I started the Squid project eight years ago while working at the National Laboratory for Applied Network Research and the University of California. Back then I certainly enjoyed writing code and fixing bugs but always felt bad about the lack of decent documentation. This book is my attempt to rectify that situation. It's been a long time coming and almost didn't happen. Like they say, "better late than never!"
This book is written for those who are tasked with setting up and maintaining one or more Squid caches. If you're new to Squid, I'll show you how to download, compile, and install the code. Those of you who have been using Squid for a while will be more interested in the later chapters, where I talk about disk cache performance, modifying requests, surrogate mode, caching hierarchies, monitoring Squid, and more.
In order to use this book, you should have a basic knowledge of Unix systems. Many of the book's examples are based on free operating systems, such as Linux, FreeBSD, NetBSD, and OpenBSD. I also have some tips for Solaris users. If you're more comfortable with Windows systems, you can use Squid under a Unix emulator or give the native NT port a try.
Here's an overview of the book's contents:
This chapter introduces you to Squid and web caching. I give a brief history of the project, and a few notes on our future work. I explain how you can find additional support and information, including a FAQ, on the Squid web site.
In this chapter, I explain how and why you should download Squid's source code. You may prefer to install a precompiled binary or use a preconfigured package. I also talk about staying up to date with Squid using the anonymous CVS server.
Assuming you've downloaded the source code, this chapter explains how to configure and compile Squid. In some cases you may need to tune your system before compiling Squid. For example, your kernel may have relatively low file-descriptor limits that affect Squid's performance.
Here, I give a brief introduction to Squid's configuration file. If you are the impatient type and can't wait to start using Squid, this chapter will leave you with a minimal configuration file you can start playing with.
In this chapter, I explain how to run Squid for the first time and how to test Squid in a terminal window. Following that, I suggest a number of ways to configure your system so that Squid starts each time it boots. I also explain how to reconfigure Squid while it is running and how to safely shut it down.
I talk extensively about access controls in this chapter. Squid has a powerful collection of access control features and a number of different rule sets that determine how requests and responses are treated. This is an important chapter because a mistake in your access controls may leave your cache, or even internal systems, vulnerable to abuse from outsiders.
This chapter is about Squid's primary function: storing cached responses on disk. I explain how to configure the disk cache, including replacement policies and freshness controls. I also show you how to manually remove unwanted objects from the cache.

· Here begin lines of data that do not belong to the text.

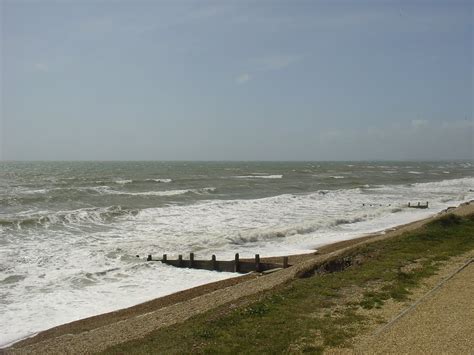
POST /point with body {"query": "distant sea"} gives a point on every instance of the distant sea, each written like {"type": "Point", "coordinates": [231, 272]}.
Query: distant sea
{"type": "Point", "coordinates": [70, 231]}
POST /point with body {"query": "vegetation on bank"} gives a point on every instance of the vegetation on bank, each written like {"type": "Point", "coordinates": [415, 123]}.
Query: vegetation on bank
{"type": "Point", "coordinates": [317, 312]}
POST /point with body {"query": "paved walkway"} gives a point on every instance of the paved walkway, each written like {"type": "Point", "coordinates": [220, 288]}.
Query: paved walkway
{"type": "Point", "coordinates": [443, 323]}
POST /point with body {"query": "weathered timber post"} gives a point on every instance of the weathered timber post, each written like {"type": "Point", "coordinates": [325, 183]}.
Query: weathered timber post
{"type": "Point", "coordinates": [236, 263]}
{"type": "Point", "coordinates": [214, 262]}
{"type": "Point", "coordinates": [257, 263]}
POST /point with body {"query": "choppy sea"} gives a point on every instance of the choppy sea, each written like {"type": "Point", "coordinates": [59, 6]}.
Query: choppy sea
{"type": "Point", "coordinates": [70, 232]}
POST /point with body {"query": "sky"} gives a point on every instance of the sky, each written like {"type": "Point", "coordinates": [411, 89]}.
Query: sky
{"type": "Point", "coordinates": [236, 80]}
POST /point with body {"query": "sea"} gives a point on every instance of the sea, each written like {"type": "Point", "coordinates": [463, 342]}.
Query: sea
{"type": "Point", "coordinates": [74, 236]}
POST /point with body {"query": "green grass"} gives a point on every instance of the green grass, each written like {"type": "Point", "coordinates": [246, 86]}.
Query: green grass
{"type": "Point", "coordinates": [301, 316]}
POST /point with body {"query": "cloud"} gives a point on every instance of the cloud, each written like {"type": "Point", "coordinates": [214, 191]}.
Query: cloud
{"type": "Point", "coordinates": [243, 78]}
{"type": "Point", "coordinates": [41, 67]}
{"type": "Point", "coordinates": [419, 123]}
{"type": "Point", "coordinates": [275, 62]}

In this chapter, I explain how to improve the performance of Squid's disk cache. I'll talk about Squid's different storage schemes and a number of filesystem tuning options that may help. If your Squid cache handles a relatively light load, you probably don't need to worry about disk performance.
Here, I explain how to configure Squid for HTTP interception, sometimes also called transparent caching. Actually, configuring Squid is the easy part. The difficulty comes from setting up a router or switch on your network and the host from which Squid is running. I explain how to configure networking equipment from Cisco, Alteon, Foundry, and Extreme. I'll also show you how to configure your operating system (Linux, FreeBSD, NetBSD, OpenBSD, and Solaris) for HTTP interception. Finally, I talk about WCCP.

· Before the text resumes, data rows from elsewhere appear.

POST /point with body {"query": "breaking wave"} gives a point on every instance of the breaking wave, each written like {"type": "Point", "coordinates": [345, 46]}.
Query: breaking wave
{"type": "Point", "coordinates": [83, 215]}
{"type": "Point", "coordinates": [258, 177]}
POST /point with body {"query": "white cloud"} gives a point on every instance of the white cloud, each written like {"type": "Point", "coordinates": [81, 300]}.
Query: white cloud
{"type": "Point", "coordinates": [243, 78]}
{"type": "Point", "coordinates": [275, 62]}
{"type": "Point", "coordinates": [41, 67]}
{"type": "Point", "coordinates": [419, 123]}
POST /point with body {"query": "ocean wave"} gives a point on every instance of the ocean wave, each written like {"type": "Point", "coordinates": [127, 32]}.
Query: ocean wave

In this chapter, I cover the ins and outs of cache cooperation, including meshes, arrays, and hierarchies. You may also find it useful if you simply need to forward requests from Squid to another proxy or intermediary. I'll talk about the various intercache protocols supported by Squid (ICP, HTCP, Cache Digests, and CARP) and how Squid chooses the next-hop location for a given cache miss.
Redirectors are the best way to make Squid rewrite HTTP requests before forwarding them. I describe the interface between Squid and a redirector program so that you can write your own. I also present a few of the more popular third-party redirectors available.
In this chapter, I explain how Squid interfaces with external authentication databases such as LDAP, NT domain controllers, and password files. Squid comes with a number of authentication helpers and understands Basic, Digest, and NTLM authentication credentials. I also document the API for each, in case you want to develop your own helper.
I cover Squid's various log files in this chapter, including access.log, store.log, cache.log, and others. I explain what each log file contains and how you should periodically maintain them.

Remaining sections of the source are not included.